By Andrea Cullen
March 13th 2014
This sweet potato and spinach soup is lovely; which is a good thing as many people and kiddies and husbands and partners have an issue with a green coloured soup approaching it with a large degree of scepticism. Trust me it is worth a shot and if you like; adding a nice dollop of crème fraiche or creamy coconut milk mellows it down and adds a splurge of indulgence.
It is important to get in your greens; your Granny wasn’t just saying it for the heck of it. Green leafy vegetables contain lots of magnesium, vitamin K, plant based antioxidants such as beta-carotene and lutein, potassium, iron, calcium, vitamin C and small amounts of omega 3 fats to name but a few.
In a nutshell we should be eating leafy greens of some description every day.
I adopted this recipe from the ‘Cornucopia at Home; The Cookbook’; this is a wonderful book containing a collection of recipes from Dublin’s Cornucopia Restaurant.
The book is vegetarian; which ties in completely with my philosophy of marrying the strengths of the vegetarian way to the nutritionally complementary benefits of organic ethically reared meats and fish.
I wanted to reduce the fat content of the original cream of potato & spinach soup and switched the regular potatoes for sweet potatoes; I also didn’t have sufficient sweet potatoes to hand so the quantities got tweaked. The result rocked. Soup is a very adaptable meal and so feel free to play around with my own recipe suggestion.

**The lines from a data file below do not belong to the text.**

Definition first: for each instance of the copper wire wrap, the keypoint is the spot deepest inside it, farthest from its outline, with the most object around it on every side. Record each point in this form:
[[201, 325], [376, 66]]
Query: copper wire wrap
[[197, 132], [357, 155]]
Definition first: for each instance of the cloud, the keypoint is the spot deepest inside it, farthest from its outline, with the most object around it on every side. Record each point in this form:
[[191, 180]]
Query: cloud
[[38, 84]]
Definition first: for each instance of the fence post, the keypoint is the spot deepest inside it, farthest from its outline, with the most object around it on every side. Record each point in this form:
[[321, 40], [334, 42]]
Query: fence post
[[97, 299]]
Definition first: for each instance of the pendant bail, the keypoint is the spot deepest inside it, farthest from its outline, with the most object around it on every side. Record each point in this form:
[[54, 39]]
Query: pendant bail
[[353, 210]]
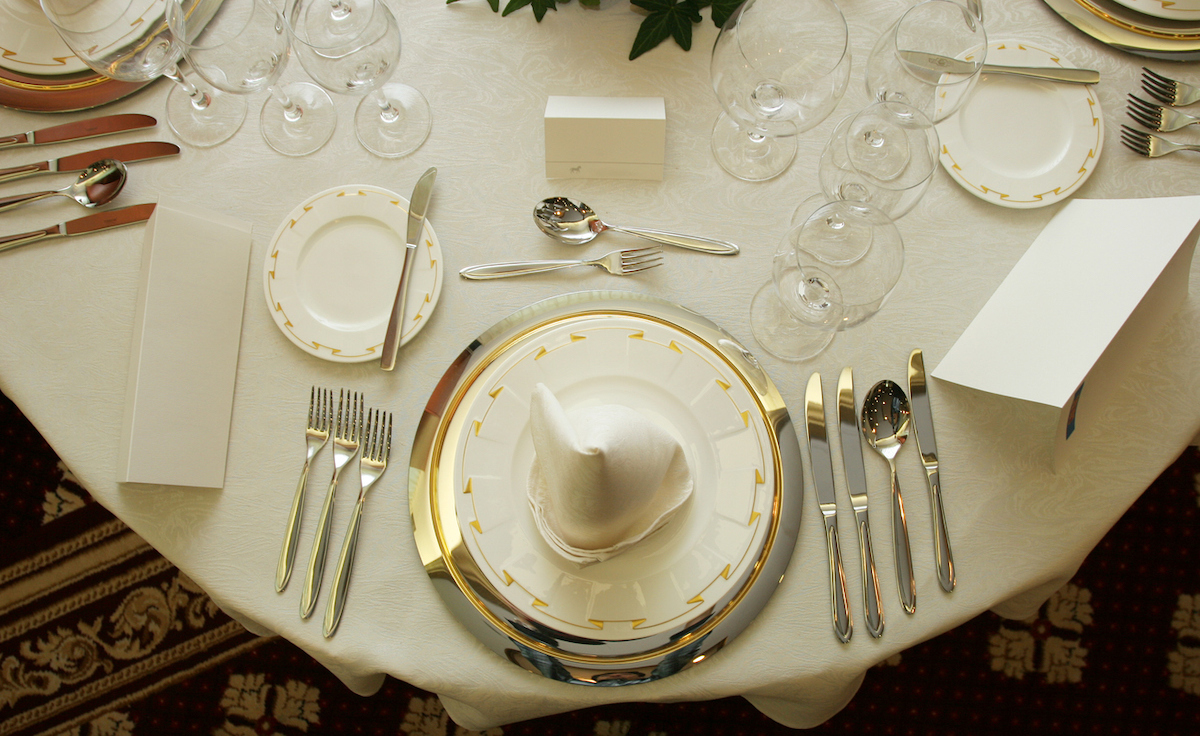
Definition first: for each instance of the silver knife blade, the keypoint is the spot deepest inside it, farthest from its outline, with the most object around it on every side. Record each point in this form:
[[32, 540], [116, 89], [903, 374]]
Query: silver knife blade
[[417, 207], [821, 462], [93, 127], [927, 444], [856, 482]]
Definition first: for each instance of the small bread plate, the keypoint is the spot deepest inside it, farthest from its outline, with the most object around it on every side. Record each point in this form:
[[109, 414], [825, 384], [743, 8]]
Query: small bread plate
[[673, 598], [333, 269], [1024, 143]]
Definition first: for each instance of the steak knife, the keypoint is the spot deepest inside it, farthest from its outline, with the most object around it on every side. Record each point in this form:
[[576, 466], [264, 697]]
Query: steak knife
[[417, 207], [77, 162], [91, 223], [93, 127], [856, 482], [927, 444], [822, 474]]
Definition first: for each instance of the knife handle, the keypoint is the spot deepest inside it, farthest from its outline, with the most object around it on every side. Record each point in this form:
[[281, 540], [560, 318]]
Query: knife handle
[[839, 600]]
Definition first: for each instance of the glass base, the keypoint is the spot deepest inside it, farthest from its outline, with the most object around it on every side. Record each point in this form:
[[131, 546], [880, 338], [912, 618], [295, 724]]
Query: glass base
[[394, 120], [748, 156], [780, 333], [312, 130], [205, 127]]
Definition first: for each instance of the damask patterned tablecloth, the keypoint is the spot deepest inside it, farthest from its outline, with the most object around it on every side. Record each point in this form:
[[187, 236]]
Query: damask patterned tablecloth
[[1019, 530]]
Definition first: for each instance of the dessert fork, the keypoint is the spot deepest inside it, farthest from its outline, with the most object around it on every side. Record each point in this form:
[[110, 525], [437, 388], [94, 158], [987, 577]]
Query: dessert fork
[[621, 263], [346, 446], [1151, 145], [321, 408], [373, 461]]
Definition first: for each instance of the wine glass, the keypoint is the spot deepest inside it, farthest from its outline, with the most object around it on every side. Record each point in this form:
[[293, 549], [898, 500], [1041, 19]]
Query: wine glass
[[353, 47], [779, 67], [831, 271], [930, 58], [243, 47], [883, 155], [130, 41]]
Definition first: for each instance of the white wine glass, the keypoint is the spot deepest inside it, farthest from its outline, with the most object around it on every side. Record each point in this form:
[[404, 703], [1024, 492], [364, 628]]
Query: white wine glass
[[779, 67], [353, 47], [131, 41], [241, 48]]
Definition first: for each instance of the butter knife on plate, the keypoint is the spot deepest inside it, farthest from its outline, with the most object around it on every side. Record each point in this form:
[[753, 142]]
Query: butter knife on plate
[[418, 204], [927, 444], [821, 462]]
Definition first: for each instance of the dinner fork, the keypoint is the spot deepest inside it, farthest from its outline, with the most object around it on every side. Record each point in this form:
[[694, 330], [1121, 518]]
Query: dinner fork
[[1168, 90], [1151, 145], [1158, 118], [622, 263], [373, 461], [346, 446], [321, 408]]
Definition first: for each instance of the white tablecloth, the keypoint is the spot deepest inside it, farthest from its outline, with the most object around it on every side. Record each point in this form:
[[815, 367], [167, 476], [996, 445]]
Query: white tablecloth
[[1019, 530]]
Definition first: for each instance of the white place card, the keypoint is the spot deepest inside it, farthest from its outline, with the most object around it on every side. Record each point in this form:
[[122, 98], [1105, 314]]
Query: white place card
[[1080, 305], [184, 358]]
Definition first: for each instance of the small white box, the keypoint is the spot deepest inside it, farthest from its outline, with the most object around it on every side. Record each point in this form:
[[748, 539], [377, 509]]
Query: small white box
[[605, 137], [184, 358]]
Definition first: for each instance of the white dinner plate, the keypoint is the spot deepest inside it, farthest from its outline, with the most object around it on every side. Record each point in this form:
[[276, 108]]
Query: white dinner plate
[[1024, 143], [333, 269]]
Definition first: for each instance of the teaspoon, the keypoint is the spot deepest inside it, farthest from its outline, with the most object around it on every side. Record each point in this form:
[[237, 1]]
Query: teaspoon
[[97, 185], [886, 422], [573, 222]]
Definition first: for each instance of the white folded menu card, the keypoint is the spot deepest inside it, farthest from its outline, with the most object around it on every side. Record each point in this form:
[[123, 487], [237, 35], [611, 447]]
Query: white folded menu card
[[184, 358], [1080, 305]]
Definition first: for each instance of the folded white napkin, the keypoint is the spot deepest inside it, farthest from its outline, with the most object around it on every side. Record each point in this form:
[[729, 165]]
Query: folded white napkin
[[605, 477]]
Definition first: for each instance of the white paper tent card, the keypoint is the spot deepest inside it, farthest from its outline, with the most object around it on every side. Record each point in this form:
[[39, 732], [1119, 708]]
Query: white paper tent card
[[1074, 313]]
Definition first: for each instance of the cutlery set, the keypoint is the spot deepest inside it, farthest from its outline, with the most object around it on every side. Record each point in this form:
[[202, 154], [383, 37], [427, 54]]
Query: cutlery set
[[1159, 115], [355, 432], [885, 423]]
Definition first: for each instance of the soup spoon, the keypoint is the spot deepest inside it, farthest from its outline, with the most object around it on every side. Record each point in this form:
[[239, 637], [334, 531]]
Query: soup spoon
[[573, 222], [97, 185], [886, 422]]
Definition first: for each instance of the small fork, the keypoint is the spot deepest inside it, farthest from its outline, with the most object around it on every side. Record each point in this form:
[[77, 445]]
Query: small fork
[[621, 263], [1151, 145], [376, 450], [1167, 90], [1158, 118], [346, 446], [321, 408]]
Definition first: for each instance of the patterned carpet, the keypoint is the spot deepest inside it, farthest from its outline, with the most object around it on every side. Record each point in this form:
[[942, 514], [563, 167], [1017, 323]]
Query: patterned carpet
[[100, 636]]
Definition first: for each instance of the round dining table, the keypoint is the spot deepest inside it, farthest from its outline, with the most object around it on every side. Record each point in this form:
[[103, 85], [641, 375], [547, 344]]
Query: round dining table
[[1019, 526]]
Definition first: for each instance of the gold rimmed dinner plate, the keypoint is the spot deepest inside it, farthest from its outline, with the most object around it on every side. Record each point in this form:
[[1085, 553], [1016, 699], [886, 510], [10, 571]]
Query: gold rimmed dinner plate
[[676, 597]]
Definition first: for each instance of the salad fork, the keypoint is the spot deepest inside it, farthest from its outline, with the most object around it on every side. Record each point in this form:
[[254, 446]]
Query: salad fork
[[1151, 145], [346, 446], [373, 461], [321, 408], [1168, 90]]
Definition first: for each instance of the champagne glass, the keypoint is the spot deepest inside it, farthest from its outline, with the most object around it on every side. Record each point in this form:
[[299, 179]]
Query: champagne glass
[[779, 67], [930, 58], [130, 41], [885, 155], [353, 47], [831, 271], [243, 48]]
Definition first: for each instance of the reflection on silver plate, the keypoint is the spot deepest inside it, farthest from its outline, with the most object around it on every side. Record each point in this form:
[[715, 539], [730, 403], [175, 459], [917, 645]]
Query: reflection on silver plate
[[672, 599]]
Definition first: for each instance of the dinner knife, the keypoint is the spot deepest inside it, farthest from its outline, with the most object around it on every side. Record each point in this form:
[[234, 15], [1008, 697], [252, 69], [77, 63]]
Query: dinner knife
[[417, 207], [936, 63], [822, 474], [91, 223], [77, 162], [927, 444], [93, 127], [856, 482]]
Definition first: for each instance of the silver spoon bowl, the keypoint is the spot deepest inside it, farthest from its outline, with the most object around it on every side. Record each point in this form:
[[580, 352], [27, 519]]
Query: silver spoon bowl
[[574, 222]]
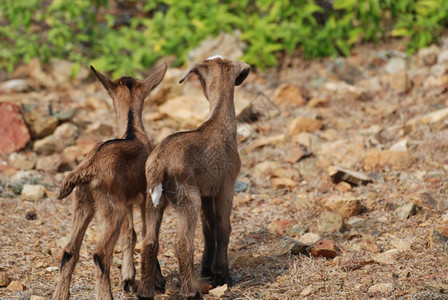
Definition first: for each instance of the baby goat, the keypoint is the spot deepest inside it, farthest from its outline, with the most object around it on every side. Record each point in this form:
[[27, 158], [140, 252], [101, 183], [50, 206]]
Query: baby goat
[[110, 180], [196, 171]]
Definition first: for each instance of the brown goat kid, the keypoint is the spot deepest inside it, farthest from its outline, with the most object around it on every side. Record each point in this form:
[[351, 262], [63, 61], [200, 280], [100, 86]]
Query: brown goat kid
[[110, 180], [195, 171]]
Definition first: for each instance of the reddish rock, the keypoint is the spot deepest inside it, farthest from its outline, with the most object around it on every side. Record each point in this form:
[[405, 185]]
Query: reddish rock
[[324, 248], [14, 133]]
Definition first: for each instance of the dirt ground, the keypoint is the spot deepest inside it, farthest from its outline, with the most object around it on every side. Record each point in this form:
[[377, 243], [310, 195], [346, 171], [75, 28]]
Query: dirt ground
[[376, 117]]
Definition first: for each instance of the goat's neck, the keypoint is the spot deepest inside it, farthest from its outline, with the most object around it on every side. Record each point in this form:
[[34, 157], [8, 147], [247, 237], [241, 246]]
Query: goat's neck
[[130, 125], [222, 110]]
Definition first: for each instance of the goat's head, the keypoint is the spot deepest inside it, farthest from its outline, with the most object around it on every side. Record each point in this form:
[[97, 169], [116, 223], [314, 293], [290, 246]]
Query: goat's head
[[129, 91], [217, 71]]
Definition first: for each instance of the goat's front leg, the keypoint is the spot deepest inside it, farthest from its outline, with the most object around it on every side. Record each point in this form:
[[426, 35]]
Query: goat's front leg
[[151, 276], [113, 217], [128, 239], [83, 212], [188, 217], [209, 231], [223, 209]]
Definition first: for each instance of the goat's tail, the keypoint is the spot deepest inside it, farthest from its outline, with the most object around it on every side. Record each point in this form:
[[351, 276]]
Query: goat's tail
[[76, 177], [154, 174]]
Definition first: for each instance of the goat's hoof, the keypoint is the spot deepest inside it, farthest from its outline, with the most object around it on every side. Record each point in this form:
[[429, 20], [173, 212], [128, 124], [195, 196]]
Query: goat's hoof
[[221, 279], [198, 296]]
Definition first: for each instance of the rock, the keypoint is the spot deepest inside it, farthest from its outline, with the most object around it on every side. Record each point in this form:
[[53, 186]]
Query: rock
[[379, 159], [32, 192], [218, 291], [282, 183], [343, 187], [100, 128], [401, 244], [400, 146], [423, 199], [428, 56], [338, 174], [280, 227], [188, 111], [304, 124], [324, 248], [387, 258], [290, 246], [240, 186], [407, 210], [13, 131], [64, 135], [264, 141], [381, 288], [50, 163], [330, 222], [395, 64], [347, 206], [23, 160], [318, 102], [289, 94], [15, 286], [34, 297], [225, 44], [39, 120], [5, 280], [14, 85]]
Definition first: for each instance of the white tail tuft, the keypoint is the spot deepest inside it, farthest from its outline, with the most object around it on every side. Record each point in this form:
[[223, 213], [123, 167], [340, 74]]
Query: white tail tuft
[[156, 194], [215, 57]]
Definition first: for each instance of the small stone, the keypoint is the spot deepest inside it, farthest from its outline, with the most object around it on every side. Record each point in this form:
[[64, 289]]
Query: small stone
[[386, 258], [13, 131], [279, 227], [309, 238], [289, 94], [379, 159], [283, 183], [50, 163], [290, 246], [240, 186], [343, 187], [324, 248], [304, 124], [338, 174], [218, 291], [5, 280], [15, 286], [23, 160], [401, 245], [347, 206], [32, 192], [381, 288], [395, 64], [330, 222], [34, 297], [407, 210], [31, 215]]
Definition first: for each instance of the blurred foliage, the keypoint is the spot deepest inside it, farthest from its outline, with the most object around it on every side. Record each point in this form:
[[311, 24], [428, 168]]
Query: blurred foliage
[[89, 31]]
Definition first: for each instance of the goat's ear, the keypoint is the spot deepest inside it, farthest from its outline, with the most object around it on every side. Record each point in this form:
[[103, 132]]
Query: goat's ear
[[241, 71], [154, 79], [105, 81], [192, 68]]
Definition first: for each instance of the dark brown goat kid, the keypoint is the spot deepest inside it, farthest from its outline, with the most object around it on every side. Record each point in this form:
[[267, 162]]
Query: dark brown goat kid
[[195, 171], [110, 180]]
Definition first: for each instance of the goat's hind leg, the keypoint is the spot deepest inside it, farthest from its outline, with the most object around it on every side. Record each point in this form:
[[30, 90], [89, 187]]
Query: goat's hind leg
[[128, 238], [113, 213], [223, 209], [83, 211]]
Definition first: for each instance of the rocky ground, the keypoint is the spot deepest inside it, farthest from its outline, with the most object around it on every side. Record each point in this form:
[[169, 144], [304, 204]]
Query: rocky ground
[[342, 192]]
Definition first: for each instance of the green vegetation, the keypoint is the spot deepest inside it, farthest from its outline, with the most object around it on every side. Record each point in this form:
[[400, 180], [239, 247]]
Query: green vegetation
[[89, 31]]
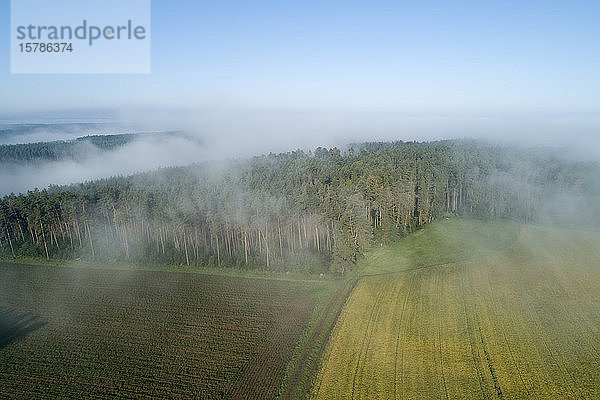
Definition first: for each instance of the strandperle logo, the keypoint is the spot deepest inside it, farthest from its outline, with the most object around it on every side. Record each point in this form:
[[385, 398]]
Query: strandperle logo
[[85, 31], [80, 37]]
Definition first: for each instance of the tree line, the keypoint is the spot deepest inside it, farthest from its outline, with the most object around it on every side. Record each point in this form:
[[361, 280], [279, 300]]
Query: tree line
[[311, 211]]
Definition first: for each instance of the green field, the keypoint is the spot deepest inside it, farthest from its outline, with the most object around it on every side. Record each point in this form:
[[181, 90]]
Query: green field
[[76, 333], [518, 320]]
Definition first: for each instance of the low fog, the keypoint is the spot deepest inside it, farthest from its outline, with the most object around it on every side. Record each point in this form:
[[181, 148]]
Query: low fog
[[229, 133]]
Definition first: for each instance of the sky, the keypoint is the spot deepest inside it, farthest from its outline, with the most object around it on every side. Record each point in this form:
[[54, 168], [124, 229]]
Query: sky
[[455, 62]]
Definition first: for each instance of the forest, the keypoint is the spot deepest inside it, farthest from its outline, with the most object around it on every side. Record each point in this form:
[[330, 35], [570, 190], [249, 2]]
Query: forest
[[73, 149], [310, 211]]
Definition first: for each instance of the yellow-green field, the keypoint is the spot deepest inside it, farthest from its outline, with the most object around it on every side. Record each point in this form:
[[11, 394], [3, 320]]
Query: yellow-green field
[[519, 322]]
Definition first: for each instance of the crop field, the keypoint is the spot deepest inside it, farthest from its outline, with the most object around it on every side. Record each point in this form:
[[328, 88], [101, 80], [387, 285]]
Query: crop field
[[76, 333], [519, 322]]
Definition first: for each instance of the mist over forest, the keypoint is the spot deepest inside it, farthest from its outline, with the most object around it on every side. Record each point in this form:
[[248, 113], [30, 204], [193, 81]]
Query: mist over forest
[[316, 210]]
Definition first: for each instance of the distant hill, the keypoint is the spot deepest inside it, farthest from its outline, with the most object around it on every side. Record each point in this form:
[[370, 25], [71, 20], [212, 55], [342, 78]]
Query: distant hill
[[70, 149]]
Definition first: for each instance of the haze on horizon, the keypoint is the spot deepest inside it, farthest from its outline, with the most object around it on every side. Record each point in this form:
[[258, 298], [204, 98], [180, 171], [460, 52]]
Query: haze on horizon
[[250, 78]]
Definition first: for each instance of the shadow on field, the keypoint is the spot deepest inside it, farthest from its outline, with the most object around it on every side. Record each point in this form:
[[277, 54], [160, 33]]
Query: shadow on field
[[15, 326]]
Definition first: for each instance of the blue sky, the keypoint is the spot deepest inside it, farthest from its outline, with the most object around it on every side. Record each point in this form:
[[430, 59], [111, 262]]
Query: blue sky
[[457, 57]]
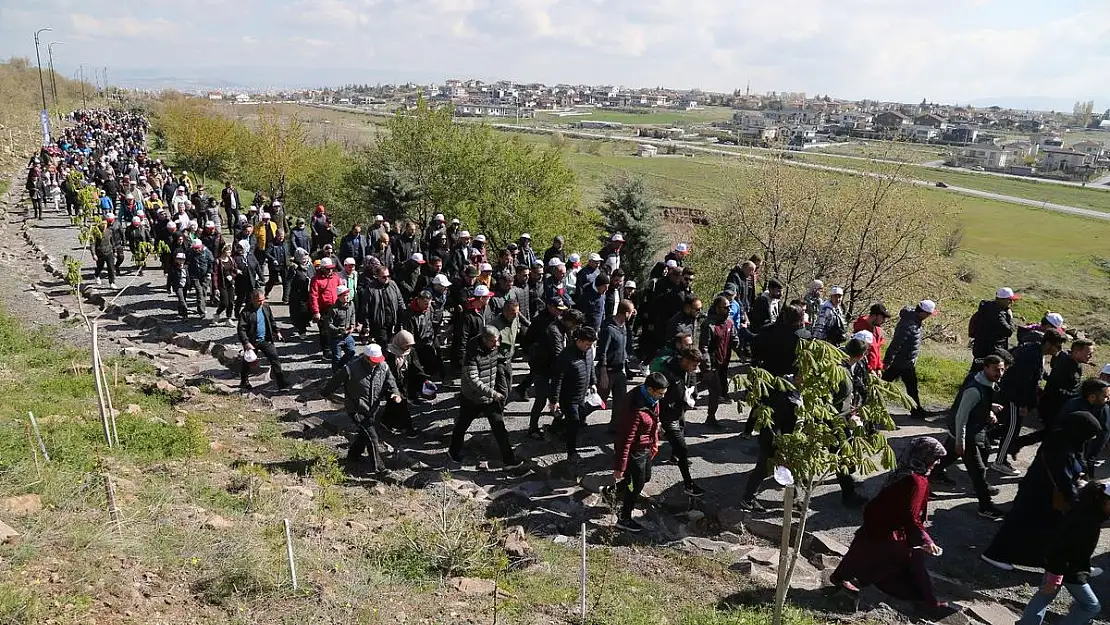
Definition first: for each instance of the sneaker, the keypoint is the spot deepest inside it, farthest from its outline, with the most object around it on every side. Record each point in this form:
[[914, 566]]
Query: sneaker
[[991, 513], [996, 563], [752, 505], [629, 525], [694, 491]]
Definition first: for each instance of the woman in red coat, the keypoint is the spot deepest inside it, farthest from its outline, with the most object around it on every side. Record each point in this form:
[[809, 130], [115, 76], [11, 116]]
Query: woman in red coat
[[889, 550]]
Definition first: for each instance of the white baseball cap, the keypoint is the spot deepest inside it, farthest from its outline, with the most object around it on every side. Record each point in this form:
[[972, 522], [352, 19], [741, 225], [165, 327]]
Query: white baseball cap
[[865, 335], [373, 353]]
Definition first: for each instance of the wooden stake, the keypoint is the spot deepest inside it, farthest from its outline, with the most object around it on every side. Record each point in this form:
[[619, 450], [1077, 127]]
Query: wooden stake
[[582, 577], [34, 427], [289, 553]]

Sweet potato & spinach soup ingredients:
- 1 onion – I always use red onions for the antioxidants contained in the red pigment
- 1 carrot
- 2 sticks of celery
- 1/2 large leek or 1 small leek
- 2 cloves of garlic or more
- Extra virgin olive oil or coconut butter or a blend of extra virgin olive oil and real Irish butter
- 1 ½ to 2 sweet potatoes
- 400g approximately organic baby leaf spinach (I didn’t have quite enough myself and the recipe still worked superbly)
- A good dash of grated nutmeg
- Sea salt and black pepper
- Fresh bone stock or stock made from gluten-free MSG-free stock cubes – approx 1 ½ litres or less depending on how thick you would like the soup I always have bone stock in the freezer ready to hand for making soups.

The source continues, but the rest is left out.